The Bills would be able to draft their QB of the future, most likely Paxton Lynch from Memphis, with the 19th selection and still be able to draft at least two defensive starters with their next four picks. Lynch is an interesting prospect because he has the physical tools necessary to be a very good NFL QB but he wasn’t asked to make anticipation throws, read the whole field, or run a pro style offense in college. This doesn’t mean Lynch is incapable of doing these things, but it does mean that we don’t have definitive proof that he can do them. In Buffalo, Lynch would be asked to do the same things Taylor was. Take care of the football, make quick reads, rely on the running game, and throw the deep ball on occasion. Additionally, Lynch has a higher ceiling than Taylor so he might be able to grow with the offense over the course of the season.

In all honesty I don’t know what the best course of action is for handling the Tyrod Taylor situation. There are pros and cons to each option. However, I would like to remind everyone that the Bills were in a similar situation just five years ago with QB Ryan Fitzpatrick. Entering the 2011 season, Ryan Fitzpatrick had performed similarly to the season Tyrod Taylor just put together, and Fitz was about to be one of the lowest paid starting QBs in the NFL in 2011. Once again the Bills slow played negotiations, delayed signing him to a cheaper contract prior to the beginning of the season, and allowed Fitzpatrick to gain momentum and leverage by performing extremely well the first 5 weeks.
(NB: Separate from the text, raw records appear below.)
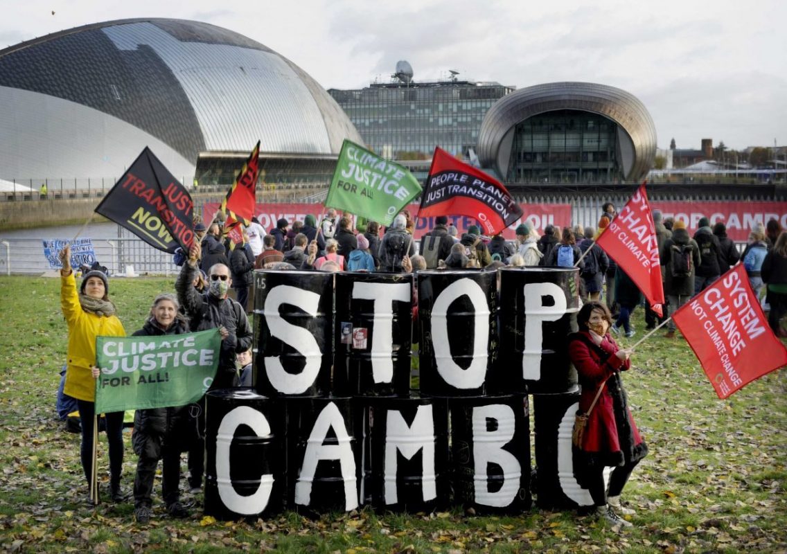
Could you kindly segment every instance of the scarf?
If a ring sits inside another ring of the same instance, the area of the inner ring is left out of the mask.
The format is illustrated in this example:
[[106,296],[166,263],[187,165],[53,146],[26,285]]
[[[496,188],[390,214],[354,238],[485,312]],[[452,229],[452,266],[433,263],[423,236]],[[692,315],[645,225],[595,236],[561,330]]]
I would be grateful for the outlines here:
[[79,294],[79,305],[87,313],[95,314],[99,317],[109,317],[115,315],[115,305],[109,300],[94,298],[87,294]]

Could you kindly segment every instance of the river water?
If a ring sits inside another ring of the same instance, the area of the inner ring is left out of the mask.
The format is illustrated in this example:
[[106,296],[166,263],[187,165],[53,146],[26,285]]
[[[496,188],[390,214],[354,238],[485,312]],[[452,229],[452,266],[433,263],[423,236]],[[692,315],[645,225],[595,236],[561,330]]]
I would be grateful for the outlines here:
[[[82,225],[60,225],[56,227],[42,227],[35,229],[17,229],[15,231],[0,230],[0,239],[11,238],[58,238],[71,240],[79,232]],[[132,237],[128,231],[120,227],[117,223],[111,222],[91,223],[79,235],[80,238],[92,238],[94,240],[111,240],[118,238],[118,229],[122,230],[123,237]]]

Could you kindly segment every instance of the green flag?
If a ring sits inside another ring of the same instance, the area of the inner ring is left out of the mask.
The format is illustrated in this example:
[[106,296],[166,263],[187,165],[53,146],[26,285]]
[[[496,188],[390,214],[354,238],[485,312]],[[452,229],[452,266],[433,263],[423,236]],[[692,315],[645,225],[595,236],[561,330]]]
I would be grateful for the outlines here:
[[407,169],[345,139],[325,205],[390,225],[420,194],[421,186]]
[[97,337],[96,413],[183,406],[208,390],[218,329],[157,337]]

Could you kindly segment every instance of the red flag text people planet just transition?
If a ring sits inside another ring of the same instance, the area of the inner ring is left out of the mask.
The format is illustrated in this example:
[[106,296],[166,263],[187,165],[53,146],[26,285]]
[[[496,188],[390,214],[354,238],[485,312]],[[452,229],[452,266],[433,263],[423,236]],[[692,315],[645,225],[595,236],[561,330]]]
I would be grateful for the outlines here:
[[[257,195],[257,179],[260,175],[260,141],[243,164],[235,184],[227,191],[227,197],[221,202],[221,211],[244,225],[251,224],[254,215]],[[229,221],[229,220],[227,220]],[[235,227],[231,225],[230,227]]]
[[672,316],[719,398],[787,365],[752,290],[743,264],[689,300]]
[[193,209],[191,195],[146,146],[95,212],[153,248],[172,253],[191,247]]
[[644,183],[596,242],[631,278],[660,317],[664,287],[656,225]]
[[489,235],[497,235],[523,216],[502,183],[440,148],[434,149],[421,198],[419,217],[468,216],[480,221]]

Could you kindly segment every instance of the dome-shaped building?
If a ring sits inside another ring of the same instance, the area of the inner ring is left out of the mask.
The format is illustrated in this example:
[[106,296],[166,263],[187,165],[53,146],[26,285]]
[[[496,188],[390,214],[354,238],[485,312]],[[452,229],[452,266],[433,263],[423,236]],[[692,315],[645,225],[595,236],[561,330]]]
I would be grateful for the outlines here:
[[592,83],[549,83],[498,100],[478,133],[478,157],[507,183],[641,179],[656,126],[636,97]]
[[[316,81],[214,25],[123,20],[0,50],[2,179],[119,177],[149,146],[190,180],[198,157],[232,158],[257,140],[272,168],[309,175],[345,138],[362,142]],[[209,182],[220,165],[208,164]]]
Shortly after Fitzpatrick led the Bills to a 5-2 start the team signed him to a large extension (6 yrs 59 million) because at this point Fitzpatrick had the Bills over a barrel. He had fan support and the attention of the league because he was winning games, and playing well. Shortly after the extension Fitzpatrick’s play regressed, and the Bills missed the playoffs yet again. The Bills finished 6-10 that season, and didn’t address the QB position until they opted to reach for EJ Manuel in 2013. Fans went from feeling good for the scrappy QB with a bushy beard and an economics degree from Harvard to wondering just how long the Bills were going to be stuck with him. And while the Bills weren’t stuck with him for much longer (he was cut prior to the 2013 season), it set a poor precedent in my mind.

The Buffalo Bills are a weak organization. They have difficulty identifying talent at the game’s most important position, so when the team experiences slightly above average QB play a feeling of panic almost sets in that paralyzes the franchise. Fans rush to judgment about whether we have found our franchise QB because Fitzpatrick and Taylor aren’t as bad as Kelly Holcomb, JP Losman, Trent Edwards, etc. The organization struggles to commit out of fear that the other shoe will fall and the rest of the league will laugh at them for failing once again. This cycle needs to end, and it needs to end quickly. I need the Buffalo Bills to act like a franchise again. Be confident, know what your next move is, and if you don’t know then fake it and act like you do. Stop being held captive to the demands of relatively unknown players like Fitzpatrick and Taylor in contract negotiations. I want a franchise that is proactive, decisive, and won’t get caught with it’s pants down at important moments like it has so many times in my life.

Those who fail to learn from the past are doomed to repeat it. The repetition is happening right in front of our faces and most of fans are too drunk to notice. I hope the Buffalo Bills prove me wrong this time, but their track record and philosophy lead me to believe nothing will change. Taylor will play well, not unbelievably well, but well nonetheless. The Bills will panic and sign Taylor to a long-term extension that will inevitably delay the team from finding their true franchise QB for a few more seasons.